One of my favorite cds this time of year is the one by Andrew Peterson entitled Resurrection Letters. It is a handful of songs about Easter: the crucifixion and the resurrection. Peterson is a good storyteller, but he is also a good theologian. One of the songs on that cd is called He Rested.
He tells the story of the aftermath of the crucifixion. “So they took his body down. This man who said he was the resurrection and the life was lifeless in the ground.” And then Peterson notes that they laid his body in the grave on the Sabbath. Jesus died on Friday—Good Friday—and was buried on Saturday, the Jewish sabbath. I’ve heard Easter weekend noted like this: Good Friday, Silent Saturday, Resurrection Sunday. Jesus was crucified on a Friday, and the Jewish leaders, who took no thought of having an innocent man executed, didn’t want his body hanging on a cross on their sabbath. Dead bodies could disqualify one from sabbath observances, and especially this one, since it was the Passover. Besides, it would be improper in polite society to have a dead body hanging on a cross during the highest holy days of the year. We wouldn’t want that to spoil our festivities. What would the children think!?
So, Jesus’s dead body was taken off the cross and placed in a tomb, the tomb of Joseph of Arimathea. And Jesus was put in the tomb on Saturday, the seventh day of the week, the Jewish sabbath. And what is interesting is this. When God gave the Ten Commandments, he ordered that the sabbath was to be kept holy; it was to be set apart. God said that we were to do our work on the other six days, but we were to rest on the seventh. Why? This is what God did. “In six days, the Lord made heaven and earth, the sea, and all that is in them, and rested on the seventh day” (Exodus 20:8-11). God rested on the seventh.
And that’s what he did at Easter. One of Jesus’ last words, while hanging on that cross, was, “It is finished.” How true. When Jesus died, it was finished. Everything he came to do on earth was finished, complete. And the most important work that he came to do was not teach or heal, but die on the cross for the sins of his people. And when it was finished, God rested.

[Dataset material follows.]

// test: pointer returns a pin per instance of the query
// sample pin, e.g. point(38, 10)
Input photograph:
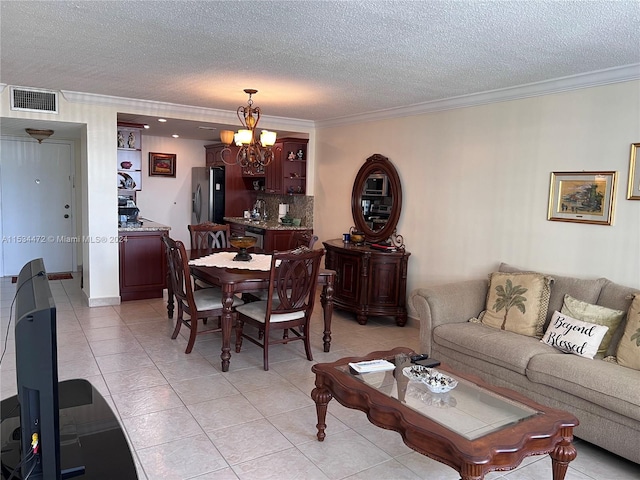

I think that is part of what Easter means—rest. Easter should bring spiritual rest. Easter says that the work is done, and now there is rest. Everything required for our salvation has been done; you can add nothing to it. And now we rest in what God has done for us on that cross. Jesus did the work on the sixth day—and all of the days leading up to it—and then he rested on the seventh. There is nothing else to be done, by us or by him.
And the rest that God promises, and that Jesus earned for us, begins now, though interrupted by sin and suffering, and will continue on through all eternity. The book of Hebrews says that “there remains a Sabbath rest for the people of God, for whoever has entered God’s rest has also rested from his works as God did from his” (4:9). There is an old hymn that says, “Lay your deadly doing down, down at Jesus’ feet; stand in Him, in Him alone, gloriously complete.” That’s the idea.
Easter means that we are not doers, but receivers. Doing will make you weary, but receiving will give you rest. When you work for a salary, there is labor and toil. When you receive a gift, all you do is open it and enjoy it. We will wear ourselves out when we try to do what God has already done for us, really when we try to do that which only God could do. But we will rest when we receive what Jesus has done for us on the cross.
And that also means this. If we are not experiencing rest, then it means that in some way we are trying to work for our salvation. If we are not resting, we are trying to add to what Christ has done. But when Jesus died and was laid in that tomb, on the seventh day, God rested. And we should too.